Online Lesson–Viruses


Mastery of this lesson will allow you to:

  1. Describe the anatomy of the human immunodeficiency virus (HIV);
  2. Explain how viral protein GP120 and cell membrane proteins CD4 and coreceptors (CCR5 or CXCR4) interact to allow HIV to infect cells;
  3. Explain why HIV targets only certain cell types, primarily T4 (helper) lymphocytes, macrophages, monocytes and dendritic cells;
  4. Describe the action and explain the significance of viral enzyme reverse transcriptase;
  5. Describe the action and explain the significance of viral enzyme integrase;
  6. Describe how HIV proteins are produced within infected cells;
  7. Describe the action and explain the significance of viral enzyme protease.

This lesson consists of a series of readings and activities from the text and various websites followed by a collection of questions. Some questions require a straightforward understanding of the material, whereas others are more challenging. Answer the questions as best you can. The key is available here.

Readings and Exercises:

Read the virus chapter in your text (Freeman 5th edition, Chapter 36), and watch the video from the Howard Hughes Medical Institute (HHMI) on the HIV life cycle. Use that information to answer the following questions.

  1. What is the difference between the viral capsid and the viral envelope?
  2. Out of what type of chemical is the capsid made? What is the envelope made of?
  3. In what part of the HIV virion (virus particle) would one find GP 120?
  4. Challenge: Would it be correct to characterize HIV as diploid? Why or why not?

In your text, read section, “How Do Viruses Enter a Cell?,” study figure 35.11 and refer again to the HHMI HIV life cycle video to answer the following questions.

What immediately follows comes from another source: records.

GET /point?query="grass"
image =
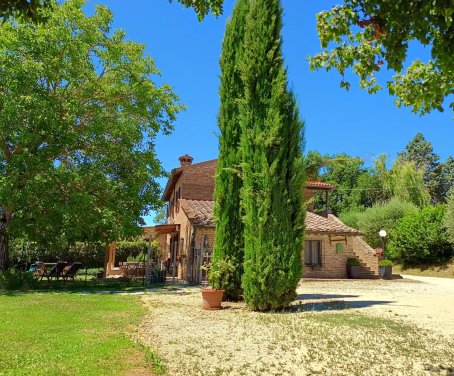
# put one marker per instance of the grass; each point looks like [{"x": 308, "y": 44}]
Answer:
[
  {"x": 443, "y": 270},
  {"x": 59, "y": 333},
  {"x": 236, "y": 341}
]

  1. To what protein expressed on the surface of human cells does HIV bind?
  2. What HIV protein binds to the protein in the previous question?
  3. Challenge: Some people have a mutation in the gene coding for the chemokine receptor, CCR5. Genes with that mutation produce a version of the CCR5 protein that cannot be inserted into the cell membrane and therefore will not be expressed on the cell surface. Describe what effect, if any, such a mutation would have on a person’s susceptibility to HIV.
  4. Challenge: Explain why human helper T cells, monocytes and macrophages are the cells primarily in danger of being infected by HIV.

Study pages 778-782 and figures 35.12, 35.13, 35.14 and 35.15 in your text. Use this information and the HIV life cycle video to answer the following questions.

  1. HIV viruses do not contain any DNA, yet HIV DNA ends up being incorporated into the nucleus of a host cell. How does that happen? What enzymes are involved, and precisely what do they do?
  2. Challenge: Perhaps the most important reason why we do not have effective cures or vaccines against HIV is that the virus evolves extremely rapidly. Explain why HIV has this massive evolutionary capacity. (HINT: The key insight will be a connection between our study of natural selection in the previous unit and an important property of reverse transcriptase noted in the HHMI video.)
  3. Challenge: What effect would a drug that inhibited integrase have on production of HIV DNA? What effect would such a drug have on transcription and translation of HIV genes?
  4. The HIV genome has genes for viral envelope proteins—that is, proteins like GP 120 that are expressed on the envelope surface. These proteins are first expressed on the surface of the cell prior to the virion leaving the cell. Describe the events leading to such a protein’s expression on the cell surface from the moment the gene is fully transcribed to the moment it arrives at the cell membrane. What organelles are involved and what are their roles in this process?
  5. Newly constructed bacterial viruses tend to escape from their host by causing the host cell to rupture and die. Is this how HIV leaves its host cell—that is, does HIV cause the host cell to burst?
  6. Why is an HIV virion not immediately infectious when it first leaves the cell?

Bonus: Watch the videos about AZT and protease inhibitors at the HHMI website. Use that information to answer the following questions.

  1. The anti-HIV drug AZT is structurally very similar to what type of molecule?
  2. What effect would AZT have on HIV’s ability to produce viral DNA? What effect would it have on HIV’s ability to transcribe its genes, or leave the host cell?
  3. Challenge: Why is AZT not been effective as a cure for HIV?
  4. What effect would Ritonavir have on HIV’s ability to leave the host cell?
  5. Describe precisely how Ritonavir inhibits the life cycle of HIV.
  6. Challenge: The gene for what HIV protein would have to be mutated in an HIV strain that was resistant to Ritonavir?